BFI London 2024 | "Blitz" Is Made-For-TV Filmmaking On The Big Screen
Blitz, the latest offering from Steve McQueen, aptly premiered as the Opening Night Gala film at the BFI London Film Festival - a deliberate move on his part to release the movie in the city with which it concerns itself. It paints a picture of London during the Blitz - and indeed, many shots are stunningly painting-like - centred primarily around Saoirse Ronan’s Rita and Elliot Heffernan’s George.

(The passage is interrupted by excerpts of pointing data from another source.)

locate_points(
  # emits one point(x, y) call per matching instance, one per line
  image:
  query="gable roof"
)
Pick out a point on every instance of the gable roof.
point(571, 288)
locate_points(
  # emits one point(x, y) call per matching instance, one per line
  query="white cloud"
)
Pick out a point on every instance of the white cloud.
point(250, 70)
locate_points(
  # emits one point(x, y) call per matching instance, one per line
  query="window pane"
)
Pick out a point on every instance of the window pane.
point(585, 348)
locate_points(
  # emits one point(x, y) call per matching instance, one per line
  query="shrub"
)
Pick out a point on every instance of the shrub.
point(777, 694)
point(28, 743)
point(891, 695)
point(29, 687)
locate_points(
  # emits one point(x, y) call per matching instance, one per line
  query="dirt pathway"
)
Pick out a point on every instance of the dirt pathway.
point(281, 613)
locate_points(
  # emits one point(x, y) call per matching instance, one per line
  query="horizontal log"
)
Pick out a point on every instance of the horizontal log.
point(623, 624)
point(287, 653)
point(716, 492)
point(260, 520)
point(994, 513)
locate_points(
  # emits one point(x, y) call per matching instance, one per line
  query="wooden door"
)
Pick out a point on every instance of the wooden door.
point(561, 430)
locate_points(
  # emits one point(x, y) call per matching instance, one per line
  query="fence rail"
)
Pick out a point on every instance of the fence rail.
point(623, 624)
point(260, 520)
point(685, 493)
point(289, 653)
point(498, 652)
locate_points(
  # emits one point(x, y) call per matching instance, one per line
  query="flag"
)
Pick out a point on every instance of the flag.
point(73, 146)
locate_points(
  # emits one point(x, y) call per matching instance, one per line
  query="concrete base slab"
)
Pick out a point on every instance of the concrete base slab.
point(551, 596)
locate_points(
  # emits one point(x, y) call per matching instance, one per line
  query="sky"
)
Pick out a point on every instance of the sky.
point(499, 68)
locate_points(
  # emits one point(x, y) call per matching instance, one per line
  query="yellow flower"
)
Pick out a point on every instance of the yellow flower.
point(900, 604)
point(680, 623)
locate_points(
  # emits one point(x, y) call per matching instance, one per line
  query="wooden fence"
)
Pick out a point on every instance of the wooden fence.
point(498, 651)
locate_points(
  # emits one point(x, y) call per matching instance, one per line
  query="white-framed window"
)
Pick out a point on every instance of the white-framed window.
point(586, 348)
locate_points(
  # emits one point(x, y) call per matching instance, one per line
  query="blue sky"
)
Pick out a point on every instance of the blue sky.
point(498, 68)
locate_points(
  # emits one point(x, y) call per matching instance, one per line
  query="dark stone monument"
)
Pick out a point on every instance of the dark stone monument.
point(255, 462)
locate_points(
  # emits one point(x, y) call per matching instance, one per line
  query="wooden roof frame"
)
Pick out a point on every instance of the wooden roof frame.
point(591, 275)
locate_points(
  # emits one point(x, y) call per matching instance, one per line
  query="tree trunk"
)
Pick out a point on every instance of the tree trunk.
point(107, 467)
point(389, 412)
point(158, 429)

Ronan continues her accent journey around the British Isles, effortlessly slipping this time into an impeccable Cockney dialect, but it’s our central star, 11-year-old Elliot Heffernen, who holds the film together. Focusing a movie around a child-star is always a risky move, and many films have been ruined by an unwatchable central performance by a minor. But there’s no such issue here as Heffernen is able to switch effortlessly between gutsy and terrified, delivering both with ease depending on the scene’s demands. The supporting cast are solid, although it can be hard to believably deliver dialogue in such strong East End tones without sounding like a production of Oliver! The film isn’t entirely successful in this respect; things do feel a little hammy at times.
The filmmaking is strong across the board, Hans Zimmer's music being an expected highlight. He’s scored the piece like it’s a horror, all scratchy strings and swelling violins as bombs rain down on London town. There are several genuinely effective scenes of the Blitz itself in action, but the intensity of Zimmer’s score isn’t always matched by what’s on screen; it’s a shame McQueen didn’t lean more into the unnerving terror of the attacks. There’s a chilling, creepy horror to be made within this setting, but Blitz is not the film to do it. Similarly, a frustrating number of scenes begin with sirens blaring and crowds looking frightfully skyward, before cutting immediately to the aftermath the following morning. Budgetary constraints are likely the reason behind this decision, but it doesn’t help the issue of the film feeling Made-For-Television rather than Big Blockbuster. The opening scene being an out-of-control hosepipe feels almost laughably inconsequential. One or two more big set-pieces would have done wonders.
There are some moments of dialogue that are so on-the-nose it’s hard to believe they’ve come from the same pen as the writer of Widows or Hunger or Shame. McQueen clobbers his audience over the head with his themes without an inch of subtlety, and the film veers dangerously close to Sunday Night Drama as a result. There’s something quite old-fashioned about the entire thing, especially when taken in the context of more modern World War II offerings such as Dunkirk or 1917, both of which feel like they could only have been made in the 21st Century; Blitz feels like it’s from the 1980s.
Which is not to say the themes McQueen is bringing to the table are not of importance - they absolutely are. The film serves as a bitter reminder that even when London was being bombed into oblivion, Britons still found time to be racist. Some of the bigoted lines spouted towards our central characters are very deliberate echoes of modern-day Daily Mail talking points. It’s depressing to witness - have we really developed so little as a society in the 80+ years since the film’s events? McQueen is raising an exceptionally valid point with Blitz: racism is so deeply embedded into British Culture that we may never fully be released from it. Perhaps we can forgive the lack of subtlety with which McQueen delivers his messaging; perhaps he needs to clobber his audience over the head with it.
The film is certainly entertaining, but in the grand scheme of great World War II epics, Blitz is unlikely to find itself on any such list. It’s a solid addition to the McQueen canon, and a film that he clearly needed to make, but hopefully his next film will be closer in quality to his previous efforts.